The Israeli gesture also came after a day of violent clashes as Palestinians marked the 1948 creation of Israel, which they term the "Nakba" or "catastrophe", in Arabic. On Sunday, at least 16 people were killed when Israeli troops fired on thousands of demonstrators taking part in marches towards Israel's borders with Lebanon, Syria and the Gaza Strip, reflecting Arab dissatisfaction with failed efforts to create a Palestinian state.
Yesterday, Israel and Lebanon blamed each other for the killings, each one filing a complaint with the United Nations Security Council.
The White House yesterday condemned Syria's involvement in the protests. "We are also strongly opposed to the Syrian government's involvement in inciting yesterday's protests in the Golan Heights," White House Press Secretary Jay Carney said. "Such behaviour is unacceptable and does not serve as a distraction from the Syrian government's ongoing repression of demonstrators in its own country."
Mahmoud Abbas, the president of the Western-backed Palestinian Authority, yesterday declared three days of mourning as flags at public buildings across the West Bank were lowered to half-staff. "Their blood will not be spilled in vain, because their blood was spilled for the freedom and rights of our people," Mr Abbas was quoted by news agencies as saying.

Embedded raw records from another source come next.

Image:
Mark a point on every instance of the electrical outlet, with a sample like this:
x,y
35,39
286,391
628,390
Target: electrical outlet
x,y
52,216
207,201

Mr Abbas, the head of the secular Fatah movement that dominates the Palestinian Authority, may have also been looking to draw popular domestic support among Palestinians, many of whom have expressed frustration with his failed efforts to create a state.
In late April, Fatah struck a unity deal with Hamas, the Islamic group that rules the Gaza Strip and a long-time bitter rival. The agreement angered Israel and prompted it to block its routine transfer of US$88 million (Dh323m) in customs and levies that it collects on behalf of the Palestinian Authority every month. At the time, Israeli officials said they wanted guarantees that the money will not fall into Hamas's hands.
Israel views Hamas as a terror organisation that does not recognise the Jewish state's right to exist, and the suspension of the tax transfer may have been part of what the ultranationalist Israeli foreign minister Avigdor Lieberman has threatened would be punitive measures against Fatah for clinching the reconciliation pact. The agreement between the two factions calls for a temporary unity government and the holding of elections within a year.
Yuval Steinitz, the Israeli finance minister and a member of the ruling right-wing Likud party, said in a statement yesterday that Israel "received suitable clarifications" that the money will not reach Hamas or be used for the purposes of financing what he termed "terror activity".
Mr Steinitz described the two-week freeze as a "yellow card" to the Palestinian Authority. He cautioned that the transfers would again be frozen if Fatah eventually formed a government with Hamas or if it started paying for militant operations against Israel.
Salam Fayyad, the Palestinian prime minister, and other Palestinian leaders have urged the international community to intervene on behalf of the Palestinian Authority to pressure Israel to reverse its decision.
The Israeli suspension was condemned across the international community, drawing criticism from European leaders, the UN Secretary General Ban Ki-moon and Tony Blair, the special envoy of the Middle East Quartet, which includes the UN, US, European Union and Russia. Last week, France announced it would give the Palestinian Authority €10 million to help pay its April staff salaries.
Some Israeli government ministers also called the move hasty, saying Israel violated its obligation under the 1994 Paris Accords, under which it is required to transfer Palestinian tax and custom revenue after it collects it at ports and border crossings.
The Palestinian Authority is heavily dependent on foreign aid and the tax transfers. The transfers provide it with US$1 billion to $1.4bn annually and account for about a third of its budget.